Au Burkina Faso, des initiatives existent, mais elles restent plus ou moins isolées ou dispersées. Quelques organisations de la société civile et des organisations non gouvernementales (ONG) comme EducommuniK, Search For Common Ground, Faso Check, l’Association Burkinabè pour la Promotion de l’Education aux Médias et à l’Information (ABPEMIN) mènent un combat noble. Ces structures sensibilisent les élèves et le grand public sur les dangers du discours de haine et sur les pièges de la désinformation. Ces organisations tiennent régulièrment des ateliers de formation sur l’utilisation responsable des réseaux sociaux, la vérification des faits au profit de certaines écoles et mettent en place des clubs EMI pour poursuivre le travail de sensibilisation entre pairs. Mais à l’échelle nationale, l’EMI est encore absente des programmes officiels d’enseignement. Pourtant, les défis sont immenses. Entre montée des discours extrémistes, manipulations, deepfake, cyberharcèlement, l’étau se resserre autour des jeunes burkinabè, premières victimes de ces maux.

Priva Belem en séance de formation

Former des citoyens responsables et critiques

L’intégration de l’EMI dans le système éducatif burkinabè ne serait pas seulement un progrès pédagogique. Ce serait un acte fondateur pour la démocratie et la cohésion sociale. Apprendre à décrypter les médias, c’est comprendre les mécanismes de l’influence, se protéger contre la manipulation, cultiver un regard critique sur le monde.

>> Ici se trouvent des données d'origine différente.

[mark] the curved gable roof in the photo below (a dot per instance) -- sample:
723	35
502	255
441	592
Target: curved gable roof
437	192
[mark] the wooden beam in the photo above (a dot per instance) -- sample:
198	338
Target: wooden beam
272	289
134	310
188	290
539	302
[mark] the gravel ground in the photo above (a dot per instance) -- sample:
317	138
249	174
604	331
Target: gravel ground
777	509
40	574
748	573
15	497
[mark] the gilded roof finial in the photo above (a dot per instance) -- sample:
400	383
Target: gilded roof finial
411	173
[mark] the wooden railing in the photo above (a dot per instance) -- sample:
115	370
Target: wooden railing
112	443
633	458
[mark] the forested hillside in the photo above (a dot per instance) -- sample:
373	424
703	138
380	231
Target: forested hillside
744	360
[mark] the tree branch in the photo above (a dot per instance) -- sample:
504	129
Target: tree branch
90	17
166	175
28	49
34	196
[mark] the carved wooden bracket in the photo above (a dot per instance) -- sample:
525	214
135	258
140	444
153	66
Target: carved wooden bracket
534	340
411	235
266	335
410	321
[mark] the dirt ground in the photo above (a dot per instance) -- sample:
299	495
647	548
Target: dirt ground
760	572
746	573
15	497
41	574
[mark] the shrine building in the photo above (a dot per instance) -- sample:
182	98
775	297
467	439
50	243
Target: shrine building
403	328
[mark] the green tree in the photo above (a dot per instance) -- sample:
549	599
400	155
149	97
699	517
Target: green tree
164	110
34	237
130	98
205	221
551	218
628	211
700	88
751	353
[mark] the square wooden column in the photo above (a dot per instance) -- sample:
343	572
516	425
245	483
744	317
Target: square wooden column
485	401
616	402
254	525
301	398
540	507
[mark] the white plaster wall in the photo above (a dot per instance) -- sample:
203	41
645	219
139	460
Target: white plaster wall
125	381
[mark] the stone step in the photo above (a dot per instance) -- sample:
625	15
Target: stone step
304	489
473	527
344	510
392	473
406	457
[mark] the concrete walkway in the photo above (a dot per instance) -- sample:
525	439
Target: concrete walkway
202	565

Pour cela, plusieurs pistes sont possibles. D’abord, il faut former les enseignants. Un professeur qui maîtrise les enjeux du numérique peut mieux guider ses élèves. Ensuite, il est possible d’intégrer des modules d’EMI dans les matières existantes comme le français, la philosophie, l’histoire ou enseigner l’EMI comme matière à part entière. Enfin, il faut multiplier les collaborations avec les organisations de la société, les journalistes, les experts en cybersécurité, les chercheurs pour offrir aux élèves des perspectives diversifiées.

Un avenir à bâtir ensemble

Alima rêve d’un monde où elle pourrait naviguer en toute confiance et sécurité sur internet. Un monde où son école lui apprendrait à décrypter les fake news, à comprendre les rouages de la publicité, à comprendre le processus de production de l’information, à distinguer les faits, les opinions et les rumeurs. Son rêve est à portée de main. Encore faut-il que les autorités en charge de l’éducation prennent ce virage décisif pour ne manquer le rendez-vous avec l’histoire.

En intégrant l’éducation aux médias et à l’information du primaire à l’université, nous donnerons aux futures générations les clés du savoir et de la lucidité. Nous ferons un pas de plus vers un Burkina Faso où l’information n’est plus une menace, mais une force. Il est temps d’agir maintenant.